Komponen pulmonal bunyi jantung kedua dapat mengeras disertai bising
sistolik karena adanya hipertensi pulmonal. jika sudah terjadi insufisiensi pulmonal
maka dapat terdengar bising diastolik Dini dari katup pulmonal. penyakit penyakit
penyerta bisa terjadi pada katup katup lain, misalnya stenosis aorta, insufisiensi aorta,
stenosis trikuspid atau insufisiensi trikuspid.
e. Pemeriksaan penunjang :
1) Elektrokardiogram
2) Foto Torak
Gambaran foto thorax pada stenosis mitral dapat berupa pembesaran Atrium
kiri pelebaran Arteri pulmonal karena peninggian tekanan, aorta yang relatif kecil
pada penderita penderita dewasa dan fase lanjut penyakit, dan pembesaran
ventrikel kanan. kadang-kadang terlihat perkapuran pada daerah katup mitral atau
perikard. Pada paru-paru terlihat tanda-tanda bendungan vena.
3) Laboratorium
Tidak ada gambaran yang khas, pemeriksaan laboratorium ditujukan untuk
membantu penentuan adanya reaktivasi rheuma.
f. Tata laksana :
Prinsip dasar pengelolaan adalah melebarkan lubang katup mitral yang
menyempit, tetapi indikasi intervensi ini hanya untuk penderita kelas fungsional 3
keatas.

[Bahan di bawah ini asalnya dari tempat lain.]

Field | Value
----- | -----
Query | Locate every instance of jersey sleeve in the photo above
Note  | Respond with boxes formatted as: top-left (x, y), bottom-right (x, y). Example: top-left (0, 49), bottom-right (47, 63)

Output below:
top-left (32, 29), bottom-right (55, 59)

Intervensi dapat bersifat bedah (seperti kommissurotomy atau penggantian
katup) dan non bedah (seperti valvulotomi dengan dilatasi balon) pengobatan
farmakologis hanya diberikan Apabila ada tanda-tanda gagal jantung, aritmia ataupun
reaktivasi Rheuma. Profilaksis rheuma pada stenosis mitral harus diberikan sampai
umur 25 tahun walaupun sudah dilakukan intervensi. bila sesudah umur 25 tahun
masih terdapat tanda-tanda reaktivasi, maka profilaksis diteruskan lagi selama 5
tahun.

7. Angina Pectoralis
a. Pengertian :
1) Angina pektoris adalah suatu syndrome klinis yang ditandai dengan episode atau
perasaan tertekan di depan dada akibat kurangnya aliran darah koroner,
menyebabkan suplai oksigen ke jantung tidak adekuat atau dengan kata lain,
suplai kebutuhan oksigen jantung meningkat.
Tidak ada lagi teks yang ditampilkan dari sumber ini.